Sequencing Depth in Alpha Rarefaction Curve and Feature Counts in Frequency Table (table.qzv) do not match?

Hello guys. Firstly, happy holidays! I hope everyone is well and safe.

I have this particular concern hoping someone can answer me. I'm kind of troubled when I came across comparing the sample with lowest feature count in my table.qzv (around 58,000 feature counts) but when I visualize the table through alpha rarefaction curve observed_features (using the command qiime diversity alpha-rarefaction where --p-max-depth is set at the maximum number of feature counts I have from the table.qzv which is around 100k feature counts) the sequencing depth shown by alpha rarefaction curve in this particular sample do not match with the feature count shown in table.qzv where this sample has 58,000 feature counts but in the rarefaction curve, the sample has sequencing depth at around 43,000 when I check the observed_features.csv file. I'm assuming here that the feature counts listed in table.qzv corresponds to the sequencing depth (the x-axis) in alpha-rarefaction curve. Is this normal? Are they computed differently? How can I explain the discrepancy?

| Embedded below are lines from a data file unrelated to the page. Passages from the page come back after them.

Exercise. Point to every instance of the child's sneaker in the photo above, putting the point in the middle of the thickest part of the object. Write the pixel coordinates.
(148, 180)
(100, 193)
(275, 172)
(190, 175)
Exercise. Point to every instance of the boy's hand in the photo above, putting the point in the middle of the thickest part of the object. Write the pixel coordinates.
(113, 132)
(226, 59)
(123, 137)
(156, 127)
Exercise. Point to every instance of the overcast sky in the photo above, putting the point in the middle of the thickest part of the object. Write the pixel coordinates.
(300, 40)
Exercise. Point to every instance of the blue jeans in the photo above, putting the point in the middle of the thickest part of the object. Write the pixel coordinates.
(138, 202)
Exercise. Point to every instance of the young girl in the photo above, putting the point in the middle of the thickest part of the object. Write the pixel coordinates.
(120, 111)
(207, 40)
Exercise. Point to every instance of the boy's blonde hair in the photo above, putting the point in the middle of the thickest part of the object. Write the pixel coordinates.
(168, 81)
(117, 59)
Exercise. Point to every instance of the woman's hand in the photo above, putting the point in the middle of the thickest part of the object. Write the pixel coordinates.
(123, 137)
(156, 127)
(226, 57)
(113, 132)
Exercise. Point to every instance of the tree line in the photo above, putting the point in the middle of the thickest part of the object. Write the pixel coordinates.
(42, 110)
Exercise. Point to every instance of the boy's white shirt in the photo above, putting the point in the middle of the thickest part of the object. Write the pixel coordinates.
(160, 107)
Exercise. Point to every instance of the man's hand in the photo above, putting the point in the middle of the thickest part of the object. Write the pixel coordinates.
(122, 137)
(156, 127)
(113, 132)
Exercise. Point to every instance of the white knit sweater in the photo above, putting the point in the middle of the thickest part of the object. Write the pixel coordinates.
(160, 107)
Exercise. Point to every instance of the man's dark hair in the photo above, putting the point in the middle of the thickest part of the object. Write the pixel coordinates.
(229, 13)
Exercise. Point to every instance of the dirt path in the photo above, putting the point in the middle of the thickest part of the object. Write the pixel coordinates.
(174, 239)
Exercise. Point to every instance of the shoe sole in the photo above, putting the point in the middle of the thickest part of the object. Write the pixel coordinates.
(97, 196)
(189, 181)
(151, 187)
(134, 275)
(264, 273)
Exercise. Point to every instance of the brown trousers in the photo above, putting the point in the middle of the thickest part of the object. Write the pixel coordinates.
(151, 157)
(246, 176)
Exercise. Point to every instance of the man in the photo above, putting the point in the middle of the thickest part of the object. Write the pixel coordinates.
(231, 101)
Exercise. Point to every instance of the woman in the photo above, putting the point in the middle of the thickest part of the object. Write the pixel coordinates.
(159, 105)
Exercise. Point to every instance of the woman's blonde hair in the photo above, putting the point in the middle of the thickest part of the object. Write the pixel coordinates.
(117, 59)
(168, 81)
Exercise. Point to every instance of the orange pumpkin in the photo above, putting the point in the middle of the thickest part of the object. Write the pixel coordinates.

This is the alpha rarefaction general command I performed:

qiime diversity alpha-rarefaction \
--i-table table.qza \
--p-max-depth INTEGER \
--m-metadata-file metadata.tsv \
--o-visualization alphararefaction.qzv

where INTEGER is the highest number of feature count in table.qzv

I am using and running QIIME2 v2021.8 in Ubuntu Oracle Virtual Box

Thank you!

P.S.
Edit: P.S. I tried putting --p-min-depth INTEGER where INTEGER is set at the lowest number of feature counts (which is 58000) and I can still see the sample. But if I increase the min-depth to from 58000 to 58,001 as the --p-min-depth INTEGER , the sample disappears from the list which make sense to me if I base the feature counts in table.qzv since it's the feature count (58,000) is below the cut-off value (58,001 in this example). I kind of don't understand how rarefaction works in this sense and I'm not stat savvy so I'm not sure if I completely understand the jargons in the documentation and some of the forum posts. Some tutorials I've seen do not seem to address this. Nonetheless, my samples are plateauing.

Another Edit: I tried setting the --p-max-depth INTEGER at 58000 and all samples appear. So now I'm kinda confused how sampling/sequence depth are calculated because if I view the 2nd line graph when I set the INTEGER at the highest number of feature counts, it tells me that I will exclude this sample if I exceed 50,000 but when I set the INTEGER at 58000, all samples still appear.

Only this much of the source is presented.